We identified biomarkers that predict the progression of dementia by categorizing patients into MSK-stb, MSK-imp, and MSK-wor based on changes in cognitive status that occurred during the 6-month period following lumbar tap. There were no differences in the concentrations of sphingomyelin or ceramide when we compared patients with MSK-stb to patients with MSK-imp and MSK-wor (figure 4A and B). Levels of free cholesterol and the cholesterol ester C:18:1 were similar in all groups; however, there was a decline in the amount of the cholesterol ester C16:0 in patients with MSK-wor compared with patients with MSK-stb or MSK-imp (figure 4C). There were no differences among groups in levels of 25-hydroxycholesterol (figure 4D). The concentration of triglyceride C52 was increased in patients with MSK-wor compared with the MSK-stb group (figure 4E). Although levels of the reactive aldehyde 4-hydroxynonenal were comparable between the three groups, levels of the endogenous antioxidant vitamin E were elevated in patients with MSK-wor compared with patients with MSK-stb or MSK-imp (figure 4F and G). These findings suggest that decreased cholesterol storage and the accumulations of triglyceride C52 and vitamin E may predict the onset or worsening of dementia in HIV-infected patients.

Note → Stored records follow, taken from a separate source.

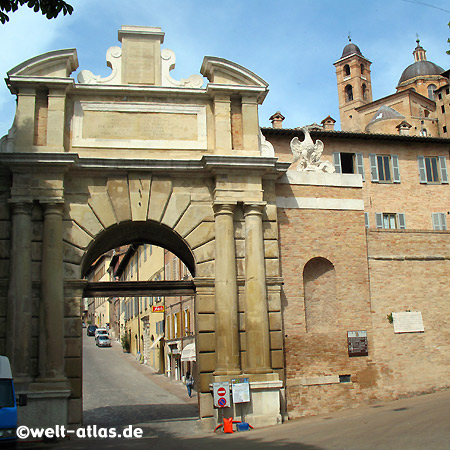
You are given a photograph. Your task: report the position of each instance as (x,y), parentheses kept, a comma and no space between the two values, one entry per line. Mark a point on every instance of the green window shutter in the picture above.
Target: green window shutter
(422,173)
(395,168)
(379,220)
(360,164)
(443,221)
(337,162)
(443,167)
(373,168)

Figure 4. Increased CSF levels of triglyceride C52 and vitamin E predict the onset or worsening of dementia in HIV-infected patients.

Figure 4

(A and B) There were no differences in the levels of any sphingomyelins or ceramides tested when we compared MSK-stb, MSK-imp and MSK-wor patient groups. (C) Although levels of free cholesterol were similar in all groups, the cholesterol esters C16:0 and C18:1 were decreased in MSK-wor patients compared with MSK-stb and MSK-imp patient groups. (D) Levels of 25-hydroxycholesterol were similar in all patient groups. (E) The long-chain triglyceride C52 was increased in MSK-wor patients compared with MSK-stb or MSK-imp. (F) 4-Hydroxynonenal (4-HNE) levels were similar in all patient groups. (G) The antioxidant vitamin E was increased in the CSF of patients with MSK-wor compared with the MSK-stb and MSK-imp patient groups. 25-OH = 25-hydroxy; ND = no dementia; MSK = Memorial Sloan-Kettering Scale; stb = stable; imp = improved; wor = worse.

DISCUSSION

Since the advent of HAART, the cognitive manifestations of HIV-D are less severe and the course of HIV-D appears to be more variable. The onset of dementia in patients infected with HIV is no longer predictive of mortality, and there are frequently bidirectional transitions in cognitive status. In this new, more complex era of HIV-D, traditional biomarkers such as CSF viral load and MCP-1 levels are less likely to be associated with dementia in patients on HAART. Furthermore, there are no other biomarkers that can predict the onset or worsening of HIV-D. The biomarkers that we identified that can predict the onset or worsening of dementia or are associated with a worsening dementia in HIV-infected patients are depicted in figure 5. The ability to identify patients who are at high risk of developing dementia is critical for the development of early and effective treatments designed to maintain normal cognition and good quality of life.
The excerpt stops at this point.